File | Content |
---|---|
PlayerScheduleXX-XX.csv | Raw Player Box Scores |
schedule.csv | Raw Team Box Scores |
NBAGameDataset.csv | NBA Game Features Dataset |
File | Content |
---|---|
webScraping.py | Web Scraping script |
featureEngineering.py | Raw Data to Features Script |
player.py | Model training and testing on Players Statistics |
team.py | Model training and testing on Team Statistics |
teamAndPlayer.py | Model training and testing on Combined Team and Players Statistics |
Note:- All the required libraries are mentioned in 'requirements.txt' and can be directly pip installed.
Run python script 'webscraping.py' to scrap raw data from websites. This will generate a lot of csv files of raw data. This will take a lot of time as the pages are dynamically loaded and javascript clicking, and others are done by script. All the csv files are already in the data folder.
>> python3 ./src/webscraping.py
Run python script 'featureEngineering.py' to generate features from raw data. This will take around 10 minutes to run. The final csv dataset is already in the data folder with the name "NBAGameDataset.csv".
>> python3 ./src/featureEngineering.py
Hyperparamter tuning code is commented as it takes hours to run. The models with tuned hyperparameters is added at the end of the scipt so that you can get the results faster. The models will load the csv from data folder.

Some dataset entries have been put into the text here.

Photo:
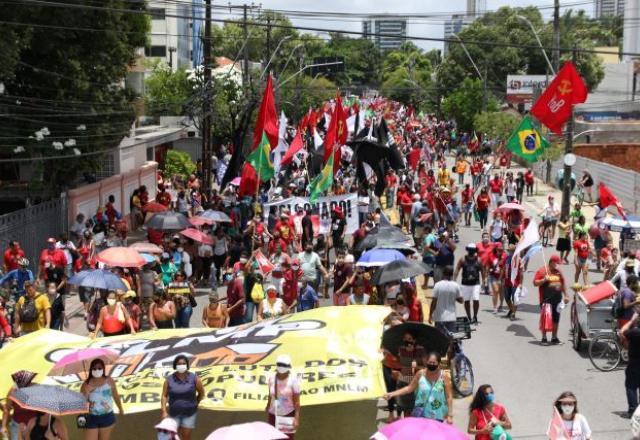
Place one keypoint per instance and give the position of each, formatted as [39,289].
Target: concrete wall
[86,199]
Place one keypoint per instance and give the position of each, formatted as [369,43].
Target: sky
[423,27]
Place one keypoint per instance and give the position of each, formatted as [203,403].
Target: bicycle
[606,350]
[462,376]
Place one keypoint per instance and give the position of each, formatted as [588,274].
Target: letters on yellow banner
[335,351]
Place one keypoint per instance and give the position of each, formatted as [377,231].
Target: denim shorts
[95,421]
[188,422]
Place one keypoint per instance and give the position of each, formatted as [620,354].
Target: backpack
[28,311]
[617,309]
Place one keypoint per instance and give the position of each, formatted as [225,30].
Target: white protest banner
[322,207]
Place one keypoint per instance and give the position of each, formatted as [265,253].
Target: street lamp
[535,34]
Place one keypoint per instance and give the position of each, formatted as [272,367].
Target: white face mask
[567,409]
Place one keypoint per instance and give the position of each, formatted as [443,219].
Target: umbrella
[617,224]
[121,256]
[399,269]
[379,257]
[197,235]
[75,362]
[168,221]
[248,431]
[98,279]
[199,221]
[154,207]
[216,216]
[428,337]
[512,206]
[145,246]
[50,399]
[419,428]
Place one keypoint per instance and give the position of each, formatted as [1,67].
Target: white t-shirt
[578,428]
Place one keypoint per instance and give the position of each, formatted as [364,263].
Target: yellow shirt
[42,305]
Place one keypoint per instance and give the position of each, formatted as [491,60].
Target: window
[156,13]
[156,51]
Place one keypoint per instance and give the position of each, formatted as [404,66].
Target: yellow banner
[335,351]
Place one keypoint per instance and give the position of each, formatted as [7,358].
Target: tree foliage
[68,81]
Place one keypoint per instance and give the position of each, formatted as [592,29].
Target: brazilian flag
[526,141]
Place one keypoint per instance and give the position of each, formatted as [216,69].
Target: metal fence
[625,184]
[33,225]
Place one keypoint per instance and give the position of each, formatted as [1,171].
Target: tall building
[609,7]
[175,32]
[396,30]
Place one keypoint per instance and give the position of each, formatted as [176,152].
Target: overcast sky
[424,27]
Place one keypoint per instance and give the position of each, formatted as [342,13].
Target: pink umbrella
[248,431]
[76,362]
[199,221]
[197,235]
[418,428]
[122,257]
[506,207]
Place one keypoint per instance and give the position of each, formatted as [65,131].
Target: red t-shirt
[11,258]
[483,417]
[582,248]
[496,186]
[482,202]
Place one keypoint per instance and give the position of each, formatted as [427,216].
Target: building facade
[394,32]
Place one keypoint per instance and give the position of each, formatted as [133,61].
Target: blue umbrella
[379,257]
[97,279]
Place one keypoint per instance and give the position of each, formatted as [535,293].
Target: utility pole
[556,35]
[245,51]
[207,117]
[568,148]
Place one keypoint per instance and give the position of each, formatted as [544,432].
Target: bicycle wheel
[462,375]
[604,352]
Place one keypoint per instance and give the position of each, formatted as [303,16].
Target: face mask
[567,409]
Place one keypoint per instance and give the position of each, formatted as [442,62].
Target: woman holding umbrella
[101,392]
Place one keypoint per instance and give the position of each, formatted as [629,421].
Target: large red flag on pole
[555,105]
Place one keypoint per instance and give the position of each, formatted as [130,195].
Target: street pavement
[525,375]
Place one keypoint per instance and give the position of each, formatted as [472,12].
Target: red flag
[248,181]
[296,145]
[607,198]
[267,119]
[554,107]
[556,429]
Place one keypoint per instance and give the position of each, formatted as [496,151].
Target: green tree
[466,102]
[498,125]
[68,81]
[167,92]
[178,163]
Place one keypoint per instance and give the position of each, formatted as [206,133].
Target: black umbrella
[428,337]
[399,269]
[168,221]
[50,399]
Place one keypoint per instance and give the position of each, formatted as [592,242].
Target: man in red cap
[551,292]
[51,258]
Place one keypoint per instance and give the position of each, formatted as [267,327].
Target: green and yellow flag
[322,181]
[526,141]
[260,160]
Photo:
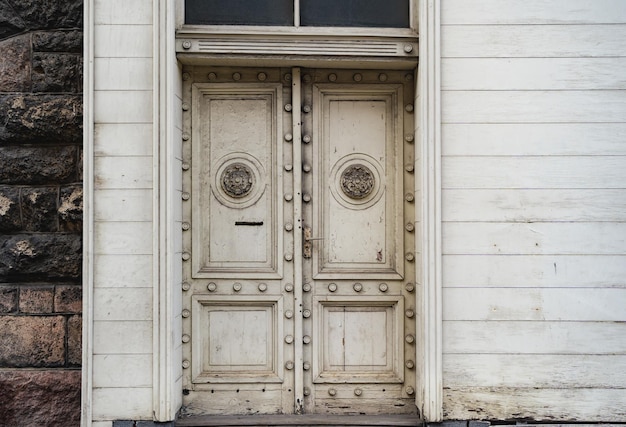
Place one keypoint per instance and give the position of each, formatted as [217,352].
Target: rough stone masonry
[40,211]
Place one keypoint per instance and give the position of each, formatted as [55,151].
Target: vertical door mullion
[296,96]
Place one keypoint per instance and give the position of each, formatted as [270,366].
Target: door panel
[338,322]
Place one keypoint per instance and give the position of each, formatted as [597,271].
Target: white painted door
[298,250]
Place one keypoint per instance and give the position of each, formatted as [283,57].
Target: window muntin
[305,13]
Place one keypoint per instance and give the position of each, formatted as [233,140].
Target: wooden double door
[299,240]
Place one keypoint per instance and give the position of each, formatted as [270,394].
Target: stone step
[300,420]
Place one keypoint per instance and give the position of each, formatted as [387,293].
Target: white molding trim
[88,215]
[429,138]
[164,310]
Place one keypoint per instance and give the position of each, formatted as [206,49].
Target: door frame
[167,264]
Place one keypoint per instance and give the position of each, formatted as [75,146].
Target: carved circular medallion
[357,181]
[237,180]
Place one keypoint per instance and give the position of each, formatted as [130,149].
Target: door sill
[300,420]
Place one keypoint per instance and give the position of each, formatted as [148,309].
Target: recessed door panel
[236,179]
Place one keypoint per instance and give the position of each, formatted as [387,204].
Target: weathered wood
[559,205]
[545,106]
[534,370]
[540,337]
[602,405]
[556,238]
[545,271]
[533,41]
[582,304]
[534,139]
[532,73]
[533,12]
[301,420]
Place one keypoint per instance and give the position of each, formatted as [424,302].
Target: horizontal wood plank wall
[534,209]
[123,191]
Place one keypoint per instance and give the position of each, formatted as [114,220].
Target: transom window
[296,13]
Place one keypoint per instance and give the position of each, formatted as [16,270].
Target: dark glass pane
[355,13]
[239,12]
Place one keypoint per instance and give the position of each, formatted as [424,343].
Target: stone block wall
[40,211]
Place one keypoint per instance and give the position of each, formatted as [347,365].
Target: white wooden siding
[534,209]
[123,214]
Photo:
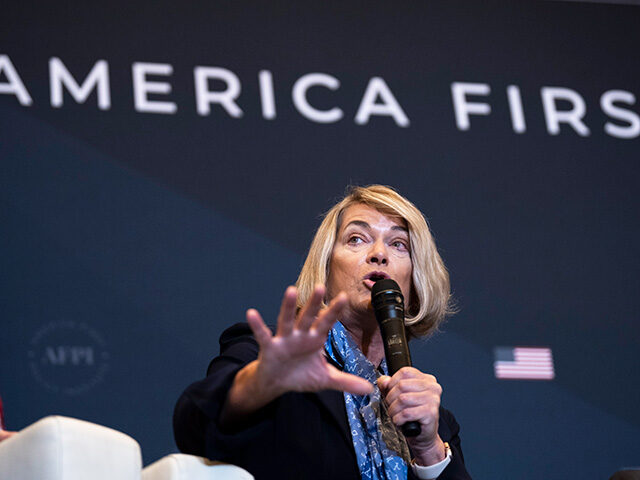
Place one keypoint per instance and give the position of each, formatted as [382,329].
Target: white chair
[62,448]
[187,467]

To see results when models were feeded only team features:- run python script 'team.py'
>> python3 team.py
To see results when models were feeded only player features:- run python script 'player.py'
>> python3 player.py
To see results when models were feeded both team and player features:- run python script 'teamAndPlayer.py'
>> python3 teamAndPlayer.py
Note: The coorelation matrix has been commented out because it gives error on running from command line. In case if you want to try that code on notebook, please have matplotlib library installed.